Фандорин устало потер переносицу, уже пожалев о своей вспышке.
– Риторика? Риторика?! – Эсфирь задохнулась от возмущения. – Да… Да вот. – Она схватила газету, валявшуюся на кровати. – Вот, «Московские ведомости». Читала, пока тебя ждала. В одном и том же номере, на соседних страницах. Сначала тошнотворное рабское сю-сю: «Московская городская Дума постановила поднести памятный кубок от счастливых горожан флигель-адъютанту князю Белосельскому-Белозерскому, доставившему Всемилостивейшее послание Помазанника Божия к москвичам по поводу всеподданнейшего адреса, который был поднесен Его Императорскому Величеству в ознаменование грядущего десятилетия нынешнего благословенного царствования…» Тьфу, с души воротит. А рядом, пожалуйста: «Наконец-то министерство просвещения призвало неукоснительно соблюдать правило о недопущении в университеты лиц иудейского вероисповедания, которые не имеют вида на жительство вне черты оседлости, и во всяком случае не выше установленной процентной нормы. Евреи в России – самое удручающее наследие, оставленное нам не существующим ныне Царством Польским. В империи евреев четыре миллиона, всего-то четыре процента населения, а миазмы, исходящие от этой язвы, отравляют своим смрадом…» Дальше читать?

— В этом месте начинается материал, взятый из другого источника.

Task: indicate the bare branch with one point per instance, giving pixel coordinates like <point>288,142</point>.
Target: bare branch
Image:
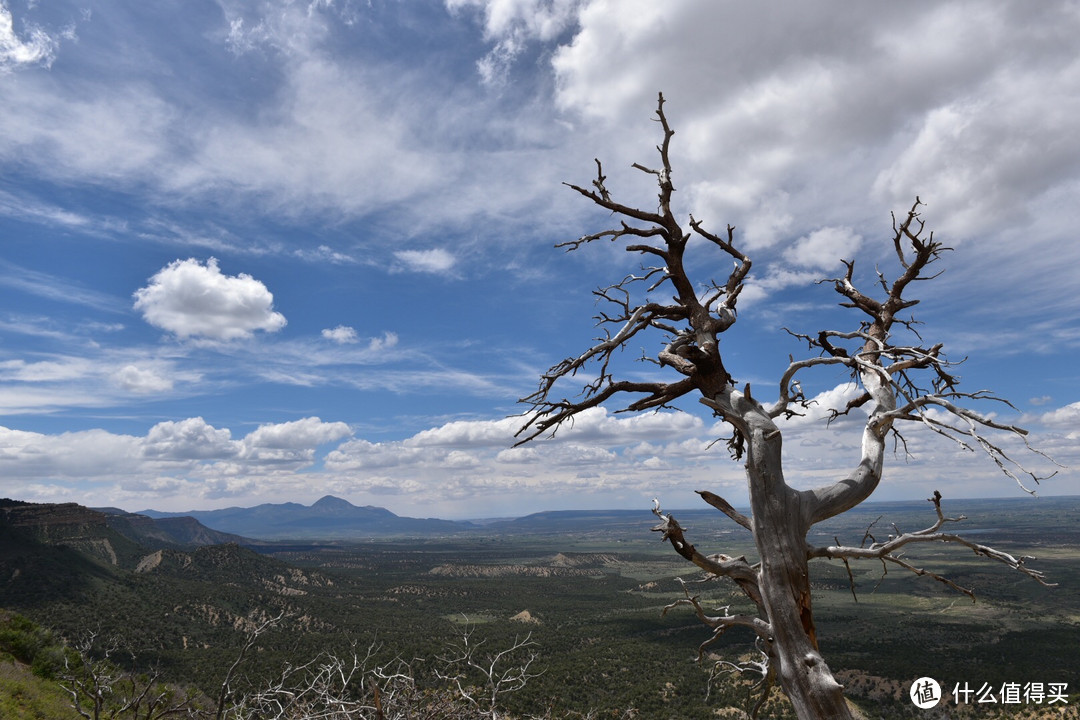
<point>887,549</point>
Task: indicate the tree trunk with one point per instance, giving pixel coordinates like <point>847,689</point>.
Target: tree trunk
<point>781,521</point>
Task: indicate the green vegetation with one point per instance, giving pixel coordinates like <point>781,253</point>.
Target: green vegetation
<point>591,599</point>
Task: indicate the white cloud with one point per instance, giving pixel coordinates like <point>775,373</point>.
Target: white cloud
<point>823,249</point>
<point>436,261</point>
<point>193,300</point>
<point>142,381</point>
<point>39,48</point>
<point>189,439</point>
<point>341,335</point>
<point>306,433</point>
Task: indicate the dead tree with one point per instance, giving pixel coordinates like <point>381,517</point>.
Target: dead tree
<point>102,690</point>
<point>902,380</point>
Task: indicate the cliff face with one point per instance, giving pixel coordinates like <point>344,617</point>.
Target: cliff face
<point>65,524</point>
<point>53,521</point>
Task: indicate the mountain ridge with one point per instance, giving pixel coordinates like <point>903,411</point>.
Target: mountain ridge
<point>327,518</point>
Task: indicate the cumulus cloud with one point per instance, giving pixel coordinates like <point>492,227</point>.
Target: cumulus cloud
<point>823,249</point>
<point>38,48</point>
<point>142,380</point>
<point>196,300</point>
<point>305,433</point>
<point>435,261</point>
<point>188,439</point>
<point>341,335</point>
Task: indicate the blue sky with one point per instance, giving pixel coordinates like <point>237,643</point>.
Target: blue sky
<point>268,250</point>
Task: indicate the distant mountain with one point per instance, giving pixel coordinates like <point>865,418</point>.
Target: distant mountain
<point>329,518</point>
<point>108,533</point>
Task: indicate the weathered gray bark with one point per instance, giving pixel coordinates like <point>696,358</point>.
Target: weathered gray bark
<point>900,382</point>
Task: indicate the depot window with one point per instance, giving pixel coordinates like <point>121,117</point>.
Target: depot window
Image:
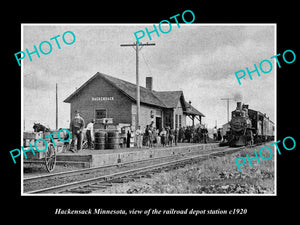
<point>100,113</point>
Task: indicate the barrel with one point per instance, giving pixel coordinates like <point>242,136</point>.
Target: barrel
<point>100,140</point>
<point>113,140</point>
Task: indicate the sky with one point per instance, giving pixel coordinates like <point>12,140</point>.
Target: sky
<point>199,59</point>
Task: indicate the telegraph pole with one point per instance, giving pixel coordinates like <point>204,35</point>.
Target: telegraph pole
<point>56,115</point>
<point>138,98</point>
<point>227,99</point>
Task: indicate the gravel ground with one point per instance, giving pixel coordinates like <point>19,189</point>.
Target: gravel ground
<point>213,176</point>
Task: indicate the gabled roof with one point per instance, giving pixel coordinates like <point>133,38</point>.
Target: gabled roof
<point>127,88</point>
<point>169,98</point>
<point>192,111</point>
<point>163,99</point>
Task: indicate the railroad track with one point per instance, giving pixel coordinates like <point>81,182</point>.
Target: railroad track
<point>101,181</point>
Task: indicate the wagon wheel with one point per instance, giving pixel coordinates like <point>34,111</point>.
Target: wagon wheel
<point>50,157</point>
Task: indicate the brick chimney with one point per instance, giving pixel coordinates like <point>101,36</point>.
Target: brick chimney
<point>149,83</point>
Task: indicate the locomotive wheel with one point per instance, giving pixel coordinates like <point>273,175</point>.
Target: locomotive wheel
<point>50,157</point>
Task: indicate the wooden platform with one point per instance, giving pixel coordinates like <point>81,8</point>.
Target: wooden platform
<point>92,158</point>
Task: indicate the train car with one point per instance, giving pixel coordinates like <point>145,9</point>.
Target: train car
<point>248,125</point>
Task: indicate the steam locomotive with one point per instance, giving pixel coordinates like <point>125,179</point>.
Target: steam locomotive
<point>249,125</point>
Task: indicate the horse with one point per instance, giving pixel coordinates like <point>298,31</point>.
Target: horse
<point>37,127</point>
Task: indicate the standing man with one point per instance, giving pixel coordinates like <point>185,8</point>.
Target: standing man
<point>90,133</point>
<point>138,134</point>
<point>76,126</point>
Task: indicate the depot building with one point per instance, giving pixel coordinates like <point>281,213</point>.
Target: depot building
<point>111,100</point>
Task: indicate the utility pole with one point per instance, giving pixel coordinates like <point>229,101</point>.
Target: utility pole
<point>227,99</point>
<point>56,117</point>
<point>138,98</point>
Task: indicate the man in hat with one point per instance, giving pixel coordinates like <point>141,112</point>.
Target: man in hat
<point>76,126</point>
<point>90,133</point>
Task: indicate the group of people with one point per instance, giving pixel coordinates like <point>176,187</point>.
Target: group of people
<point>153,137</point>
<point>77,128</point>
<point>150,137</point>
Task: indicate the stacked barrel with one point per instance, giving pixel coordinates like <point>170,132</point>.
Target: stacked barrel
<point>113,140</point>
<point>100,140</point>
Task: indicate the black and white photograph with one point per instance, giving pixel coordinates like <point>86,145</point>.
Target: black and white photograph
<point>192,126</point>
<point>114,113</point>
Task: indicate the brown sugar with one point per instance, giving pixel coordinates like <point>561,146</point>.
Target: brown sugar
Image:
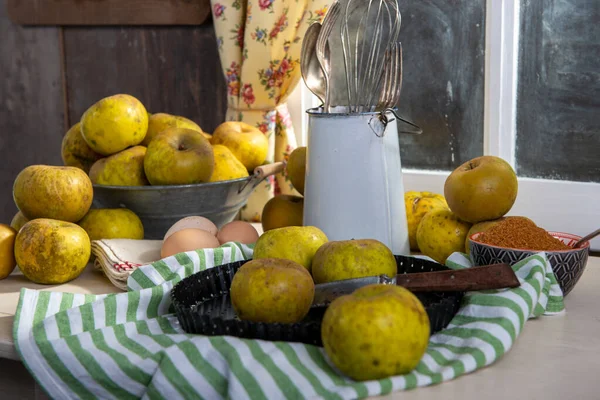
<point>521,233</point>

Нравится? Или вот: «Принятые меры по преодолению голода в четырех уездах Саратовской губернии пока не приносят желаемого результата. Ожидается, что в весенние месяцы бедствие распространится и на сопредельные губернии. Высокопреосвященный Алоизий, архиепископ Саратовский и Самарский, повелел отслужить в церквах молебны о преодолении напасти». Молебны! И блины у вас в горле не застрянут!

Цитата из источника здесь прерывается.